2011 Scholarship Recipient
I am a second-year Ph. D. student, working with a tiny egg parasitoid in the genus Trichogramma. These parasitoids attack the eggs of many insects, and are especially useful in controlling caterpillar pests in field and greenhouse crops. Before introduction in to the field, Trichogramma species are commonly mass-reared in insectaries. I am investigating the impact of mass-rearing, which results in inbred populations, on the field fitness of these natural enemies, particularly T. pretiosum.
I am currently testing life-history traits in many lab-reared lines of T. pretiosum. Eventually, these lines will be mixed to introduce genetic diversity, mass-reared for varying periods of time and then released into the field.
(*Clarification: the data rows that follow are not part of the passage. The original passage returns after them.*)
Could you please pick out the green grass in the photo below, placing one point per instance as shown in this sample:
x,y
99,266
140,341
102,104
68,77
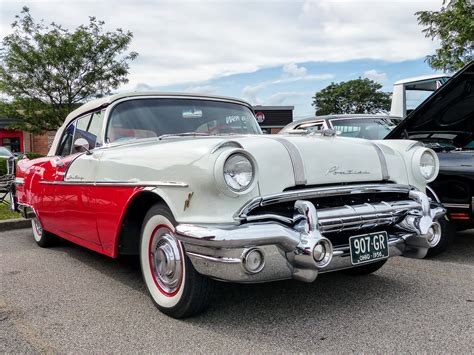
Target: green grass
x,y
6,213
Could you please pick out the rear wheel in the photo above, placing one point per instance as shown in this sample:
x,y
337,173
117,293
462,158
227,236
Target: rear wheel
x,y
448,232
43,238
365,269
172,282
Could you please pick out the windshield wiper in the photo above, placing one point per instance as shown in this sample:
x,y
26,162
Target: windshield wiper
x,y
184,134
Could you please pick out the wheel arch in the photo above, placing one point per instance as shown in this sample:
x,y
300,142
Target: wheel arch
x,y
128,241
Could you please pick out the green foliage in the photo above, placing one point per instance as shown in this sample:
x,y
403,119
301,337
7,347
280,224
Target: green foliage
x,y
48,71
453,25
354,96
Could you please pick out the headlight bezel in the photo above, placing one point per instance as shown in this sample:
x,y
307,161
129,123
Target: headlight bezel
x,y
244,156
416,165
219,174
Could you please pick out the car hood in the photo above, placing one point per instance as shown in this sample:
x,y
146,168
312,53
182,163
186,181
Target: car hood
x,y
283,161
450,109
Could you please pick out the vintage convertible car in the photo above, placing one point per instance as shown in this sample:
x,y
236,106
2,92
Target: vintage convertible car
x,y
444,122
191,185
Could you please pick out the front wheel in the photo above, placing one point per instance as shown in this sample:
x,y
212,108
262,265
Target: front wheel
x,y
365,269
43,238
172,282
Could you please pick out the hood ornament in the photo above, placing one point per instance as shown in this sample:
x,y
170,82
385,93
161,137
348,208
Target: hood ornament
x,y
336,170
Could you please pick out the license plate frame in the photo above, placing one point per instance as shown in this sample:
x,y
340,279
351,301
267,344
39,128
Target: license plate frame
x,y
366,248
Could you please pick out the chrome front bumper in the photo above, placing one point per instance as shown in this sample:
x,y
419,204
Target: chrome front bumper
x,y
220,251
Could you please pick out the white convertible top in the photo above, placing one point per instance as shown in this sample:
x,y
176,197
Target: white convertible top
x,y
107,100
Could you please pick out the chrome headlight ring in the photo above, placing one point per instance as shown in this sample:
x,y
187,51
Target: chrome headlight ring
x,y
425,165
235,172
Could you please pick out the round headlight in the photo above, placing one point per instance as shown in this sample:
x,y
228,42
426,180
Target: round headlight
x,y
238,172
427,165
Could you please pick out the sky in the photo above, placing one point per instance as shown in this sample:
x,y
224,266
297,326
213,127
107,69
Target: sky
x,y
267,52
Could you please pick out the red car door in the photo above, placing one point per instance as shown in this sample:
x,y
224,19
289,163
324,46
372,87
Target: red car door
x,y
72,213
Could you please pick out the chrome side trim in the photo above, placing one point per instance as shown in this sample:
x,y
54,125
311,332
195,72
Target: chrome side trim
x,y
319,192
220,145
296,161
117,183
457,205
414,145
383,161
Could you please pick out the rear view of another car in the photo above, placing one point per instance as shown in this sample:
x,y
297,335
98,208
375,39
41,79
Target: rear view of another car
x,y
444,122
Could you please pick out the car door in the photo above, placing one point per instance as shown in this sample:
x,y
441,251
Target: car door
x,y
74,208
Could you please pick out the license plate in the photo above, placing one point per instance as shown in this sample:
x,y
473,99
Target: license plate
x,y
368,247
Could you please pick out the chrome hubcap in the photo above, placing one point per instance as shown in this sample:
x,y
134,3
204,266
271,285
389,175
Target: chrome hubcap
x,y
166,263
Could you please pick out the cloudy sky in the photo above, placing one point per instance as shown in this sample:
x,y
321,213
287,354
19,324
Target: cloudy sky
x,y
268,52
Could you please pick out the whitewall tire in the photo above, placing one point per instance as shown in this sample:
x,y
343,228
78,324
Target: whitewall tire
x,y
172,282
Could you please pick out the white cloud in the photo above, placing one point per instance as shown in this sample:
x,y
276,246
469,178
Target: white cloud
x,y
250,94
193,41
375,75
281,98
294,70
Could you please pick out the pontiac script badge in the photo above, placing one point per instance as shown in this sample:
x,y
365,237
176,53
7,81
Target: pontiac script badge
x,y
336,170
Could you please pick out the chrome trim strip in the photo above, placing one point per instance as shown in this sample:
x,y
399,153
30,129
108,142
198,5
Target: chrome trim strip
x,y
223,260
433,193
383,161
117,183
457,205
414,145
296,161
220,145
320,192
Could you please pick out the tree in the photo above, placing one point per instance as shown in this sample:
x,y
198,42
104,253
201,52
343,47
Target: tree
x,y
47,71
453,25
354,96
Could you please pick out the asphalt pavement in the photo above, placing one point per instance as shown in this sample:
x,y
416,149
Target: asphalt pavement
x,y
70,299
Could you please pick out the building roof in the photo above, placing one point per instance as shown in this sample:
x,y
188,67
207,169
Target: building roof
x,y
273,108
422,78
107,100
5,122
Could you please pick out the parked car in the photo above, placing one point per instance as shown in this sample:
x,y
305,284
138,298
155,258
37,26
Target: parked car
x,y
355,126
7,171
409,93
444,122
191,185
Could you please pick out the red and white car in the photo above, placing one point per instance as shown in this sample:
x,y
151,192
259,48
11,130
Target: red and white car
x,y
191,185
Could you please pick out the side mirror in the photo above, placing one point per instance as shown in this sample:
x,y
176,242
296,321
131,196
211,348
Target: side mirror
x,y
81,144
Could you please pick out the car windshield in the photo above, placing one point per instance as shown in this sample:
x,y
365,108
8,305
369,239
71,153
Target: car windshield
x,y
368,128
147,118
4,152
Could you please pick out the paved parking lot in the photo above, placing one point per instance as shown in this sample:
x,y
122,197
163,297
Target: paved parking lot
x,y
69,299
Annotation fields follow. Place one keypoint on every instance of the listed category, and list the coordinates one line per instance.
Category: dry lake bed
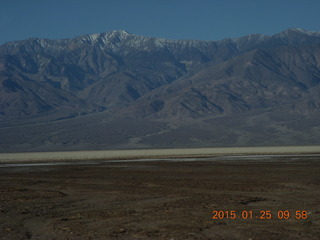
(238, 194)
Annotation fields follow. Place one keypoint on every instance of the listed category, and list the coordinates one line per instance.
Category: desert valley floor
(163, 199)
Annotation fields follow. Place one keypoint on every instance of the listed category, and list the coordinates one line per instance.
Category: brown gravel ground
(161, 200)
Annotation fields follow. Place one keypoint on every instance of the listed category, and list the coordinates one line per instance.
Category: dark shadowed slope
(119, 90)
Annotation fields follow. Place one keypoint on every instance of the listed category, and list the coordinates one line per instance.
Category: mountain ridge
(117, 80)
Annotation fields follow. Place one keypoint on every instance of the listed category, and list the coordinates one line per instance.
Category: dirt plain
(162, 199)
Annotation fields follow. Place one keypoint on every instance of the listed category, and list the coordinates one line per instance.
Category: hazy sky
(174, 19)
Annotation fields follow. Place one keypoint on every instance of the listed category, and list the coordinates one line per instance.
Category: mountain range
(118, 90)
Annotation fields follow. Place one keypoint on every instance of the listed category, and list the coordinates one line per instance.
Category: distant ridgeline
(118, 90)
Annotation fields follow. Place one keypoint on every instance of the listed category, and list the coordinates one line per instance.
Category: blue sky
(173, 19)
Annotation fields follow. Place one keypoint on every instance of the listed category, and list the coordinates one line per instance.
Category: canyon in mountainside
(118, 90)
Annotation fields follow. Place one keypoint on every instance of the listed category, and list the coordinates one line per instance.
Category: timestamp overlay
(260, 214)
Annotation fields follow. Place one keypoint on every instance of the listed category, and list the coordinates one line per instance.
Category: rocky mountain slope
(120, 90)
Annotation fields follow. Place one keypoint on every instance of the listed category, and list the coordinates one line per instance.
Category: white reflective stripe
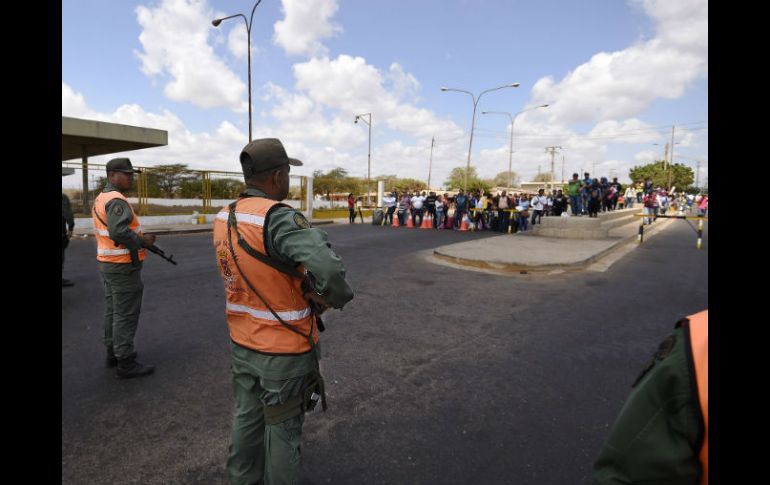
(112, 252)
(243, 217)
(266, 315)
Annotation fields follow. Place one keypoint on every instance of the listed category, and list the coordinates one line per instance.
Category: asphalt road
(434, 374)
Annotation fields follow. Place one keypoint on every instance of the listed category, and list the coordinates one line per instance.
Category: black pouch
(311, 395)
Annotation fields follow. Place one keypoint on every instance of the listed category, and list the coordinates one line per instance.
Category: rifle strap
(232, 225)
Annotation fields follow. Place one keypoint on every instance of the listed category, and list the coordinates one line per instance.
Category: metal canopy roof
(89, 138)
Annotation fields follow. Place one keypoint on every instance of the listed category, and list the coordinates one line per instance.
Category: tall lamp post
(473, 119)
(369, 164)
(513, 119)
(249, 22)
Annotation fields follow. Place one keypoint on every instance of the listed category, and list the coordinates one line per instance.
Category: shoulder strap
(275, 264)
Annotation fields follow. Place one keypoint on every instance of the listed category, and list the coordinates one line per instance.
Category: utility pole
(552, 151)
(697, 173)
(430, 164)
(671, 164)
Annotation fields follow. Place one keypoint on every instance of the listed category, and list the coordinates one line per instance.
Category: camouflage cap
(265, 154)
(121, 165)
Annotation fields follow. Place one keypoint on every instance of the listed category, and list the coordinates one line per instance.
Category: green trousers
(262, 453)
(122, 305)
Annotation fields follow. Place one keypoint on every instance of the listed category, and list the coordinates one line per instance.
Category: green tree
(456, 179)
(167, 179)
(191, 188)
(681, 175)
(331, 182)
(501, 179)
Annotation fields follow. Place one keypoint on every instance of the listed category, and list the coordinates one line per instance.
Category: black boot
(112, 361)
(129, 367)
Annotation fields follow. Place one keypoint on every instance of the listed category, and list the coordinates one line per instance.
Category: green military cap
(265, 154)
(121, 165)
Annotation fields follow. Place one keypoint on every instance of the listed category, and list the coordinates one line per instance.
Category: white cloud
(404, 84)
(621, 84)
(174, 38)
(236, 41)
(306, 22)
(73, 104)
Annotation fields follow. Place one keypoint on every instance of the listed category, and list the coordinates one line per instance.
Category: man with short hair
(279, 275)
(430, 204)
(461, 208)
(390, 203)
(417, 202)
(538, 204)
(573, 191)
(120, 252)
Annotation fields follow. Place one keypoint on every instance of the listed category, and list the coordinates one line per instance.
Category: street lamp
(249, 22)
(369, 167)
(473, 119)
(512, 118)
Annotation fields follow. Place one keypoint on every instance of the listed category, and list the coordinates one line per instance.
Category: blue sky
(616, 74)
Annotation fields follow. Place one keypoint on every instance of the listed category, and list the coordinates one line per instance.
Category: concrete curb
(186, 229)
(544, 268)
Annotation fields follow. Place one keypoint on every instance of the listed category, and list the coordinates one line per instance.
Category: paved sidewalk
(178, 228)
(524, 252)
(507, 252)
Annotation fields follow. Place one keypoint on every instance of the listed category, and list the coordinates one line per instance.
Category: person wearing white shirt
(538, 204)
(417, 208)
(389, 201)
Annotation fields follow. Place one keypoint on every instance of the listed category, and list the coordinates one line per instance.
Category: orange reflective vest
(251, 323)
(699, 341)
(106, 250)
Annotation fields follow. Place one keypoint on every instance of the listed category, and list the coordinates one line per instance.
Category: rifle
(155, 249)
(308, 286)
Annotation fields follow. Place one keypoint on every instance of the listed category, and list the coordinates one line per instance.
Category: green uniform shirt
(291, 240)
(66, 213)
(573, 187)
(119, 216)
(656, 439)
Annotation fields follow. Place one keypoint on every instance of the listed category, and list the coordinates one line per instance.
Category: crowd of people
(518, 211)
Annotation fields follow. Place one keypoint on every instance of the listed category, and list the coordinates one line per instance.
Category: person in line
(351, 209)
(390, 204)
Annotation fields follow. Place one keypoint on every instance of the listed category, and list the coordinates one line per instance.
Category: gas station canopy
(87, 138)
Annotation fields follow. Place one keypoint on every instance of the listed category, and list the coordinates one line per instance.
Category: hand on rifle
(148, 240)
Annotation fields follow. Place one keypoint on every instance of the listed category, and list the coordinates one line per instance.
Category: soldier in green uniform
(120, 252)
(661, 435)
(67, 225)
(275, 368)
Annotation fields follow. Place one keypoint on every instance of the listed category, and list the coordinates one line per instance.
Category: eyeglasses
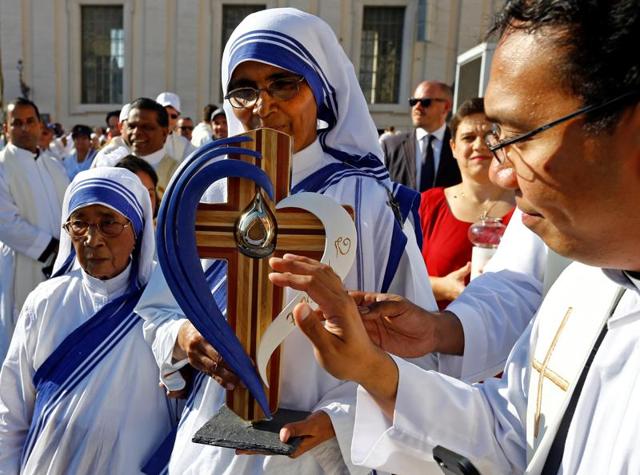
(499, 147)
(424, 101)
(108, 228)
(281, 89)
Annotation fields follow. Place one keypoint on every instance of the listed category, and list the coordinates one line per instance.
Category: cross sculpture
(547, 373)
(252, 301)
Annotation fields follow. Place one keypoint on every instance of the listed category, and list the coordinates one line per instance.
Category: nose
(94, 237)
(263, 103)
(503, 174)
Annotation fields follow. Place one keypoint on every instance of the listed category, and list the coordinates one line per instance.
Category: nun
(79, 386)
(285, 69)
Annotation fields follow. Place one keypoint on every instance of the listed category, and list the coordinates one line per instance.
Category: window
(381, 53)
(232, 15)
(102, 40)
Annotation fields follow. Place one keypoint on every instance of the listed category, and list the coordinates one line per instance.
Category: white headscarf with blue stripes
(304, 44)
(122, 191)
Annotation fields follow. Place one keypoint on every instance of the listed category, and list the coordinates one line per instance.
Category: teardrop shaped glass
(256, 229)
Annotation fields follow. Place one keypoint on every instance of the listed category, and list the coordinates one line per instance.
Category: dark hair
(135, 164)
(601, 39)
(115, 114)
(22, 102)
(144, 103)
(472, 106)
(207, 111)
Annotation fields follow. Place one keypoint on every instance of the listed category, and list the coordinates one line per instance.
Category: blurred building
(82, 58)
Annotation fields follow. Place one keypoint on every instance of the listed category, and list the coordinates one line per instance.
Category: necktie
(428, 170)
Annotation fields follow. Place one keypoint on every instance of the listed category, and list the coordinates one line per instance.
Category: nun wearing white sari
(78, 388)
(284, 69)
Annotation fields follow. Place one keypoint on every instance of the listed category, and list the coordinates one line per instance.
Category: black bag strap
(554, 458)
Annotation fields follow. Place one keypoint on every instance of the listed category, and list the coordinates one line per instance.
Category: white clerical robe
(112, 421)
(497, 306)
(304, 384)
(31, 193)
(178, 147)
(508, 425)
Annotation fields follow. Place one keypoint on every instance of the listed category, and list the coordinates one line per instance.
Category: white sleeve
(483, 422)
(496, 307)
(17, 394)
(163, 318)
(15, 231)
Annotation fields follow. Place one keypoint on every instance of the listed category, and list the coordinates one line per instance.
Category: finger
(310, 323)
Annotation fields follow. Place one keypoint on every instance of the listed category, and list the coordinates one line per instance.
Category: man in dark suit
(422, 159)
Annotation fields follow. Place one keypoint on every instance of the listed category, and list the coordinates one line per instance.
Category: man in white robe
(78, 389)
(146, 133)
(176, 145)
(341, 161)
(564, 94)
(32, 186)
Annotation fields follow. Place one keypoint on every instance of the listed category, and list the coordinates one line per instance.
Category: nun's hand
(203, 357)
(400, 327)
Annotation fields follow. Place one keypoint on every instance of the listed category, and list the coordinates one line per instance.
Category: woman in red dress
(447, 213)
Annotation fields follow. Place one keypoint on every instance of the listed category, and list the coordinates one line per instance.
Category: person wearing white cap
(176, 146)
(79, 390)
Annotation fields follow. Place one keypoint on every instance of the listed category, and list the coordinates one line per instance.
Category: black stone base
(227, 429)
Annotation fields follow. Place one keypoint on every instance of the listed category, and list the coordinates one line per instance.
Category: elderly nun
(284, 69)
(79, 387)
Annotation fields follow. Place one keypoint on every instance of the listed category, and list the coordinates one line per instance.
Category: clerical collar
(23, 151)
(110, 288)
(154, 158)
(438, 134)
(307, 161)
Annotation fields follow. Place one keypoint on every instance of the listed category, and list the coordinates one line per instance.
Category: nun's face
(295, 116)
(102, 256)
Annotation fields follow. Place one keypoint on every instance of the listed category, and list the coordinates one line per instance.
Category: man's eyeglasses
(76, 228)
(281, 89)
(424, 101)
(499, 146)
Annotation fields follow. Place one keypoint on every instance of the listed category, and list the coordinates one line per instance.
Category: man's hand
(451, 285)
(340, 341)
(202, 356)
(400, 327)
(314, 430)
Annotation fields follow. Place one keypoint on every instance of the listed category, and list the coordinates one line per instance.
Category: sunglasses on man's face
(424, 101)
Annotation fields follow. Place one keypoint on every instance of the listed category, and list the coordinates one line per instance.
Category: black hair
(115, 114)
(472, 106)
(207, 111)
(601, 39)
(22, 102)
(144, 103)
(136, 164)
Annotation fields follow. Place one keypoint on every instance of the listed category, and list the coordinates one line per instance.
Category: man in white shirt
(32, 186)
(422, 158)
(176, 146)
(564, 94)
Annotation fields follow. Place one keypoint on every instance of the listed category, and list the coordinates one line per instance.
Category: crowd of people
(528, 368)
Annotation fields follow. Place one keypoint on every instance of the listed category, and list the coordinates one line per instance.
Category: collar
(307, 161)
(22, 152)
(110, 288)
(623, 278)
(154, 158)
(439, 133)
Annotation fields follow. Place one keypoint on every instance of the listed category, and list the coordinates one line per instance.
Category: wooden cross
(546, 372)
(252, 301)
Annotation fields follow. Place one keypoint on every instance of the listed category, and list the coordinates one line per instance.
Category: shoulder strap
(552, 464)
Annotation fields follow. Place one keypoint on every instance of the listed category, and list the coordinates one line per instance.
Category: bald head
(433, 116)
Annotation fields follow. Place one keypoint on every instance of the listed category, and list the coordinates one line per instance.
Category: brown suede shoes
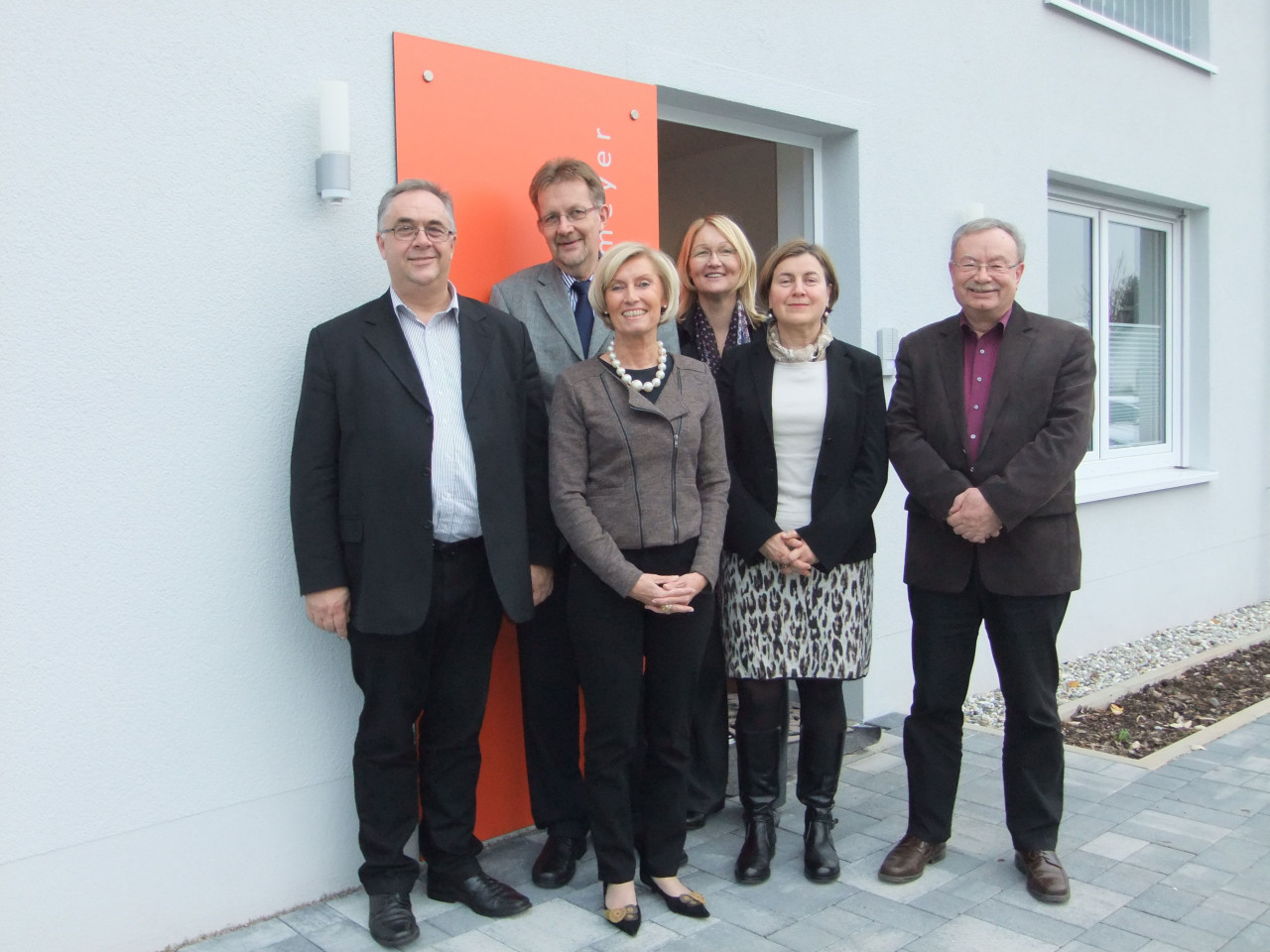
(1047, 880)
(908, 860)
I will later re-collect these parasitoids from release areas after they have had a chance to reproduce, and determine how long their parents were mass-reared for by testing their DNA for a particular mitochondrial marker.
Based on the numbers of offspring I find surviving from populations that were mass-reared for short vs. long periods of time, I will be able to infer field fitness and determine whether long periods of mass-rearing are really the best strategy for producing natural enemies for augmentative and inundative biological control. Hopefully, this research will help us to improve rearing practices and also improve the quality of Trichogramma (and possibly other natural enemies too) being used for biological control.
I will be using the funds provided by the Harry Scott Smith Biological Control Scholarship fund to cover registration and travel expenses to the 2011 Entomological Society of America meeting that is being held November in Reno, Nevada.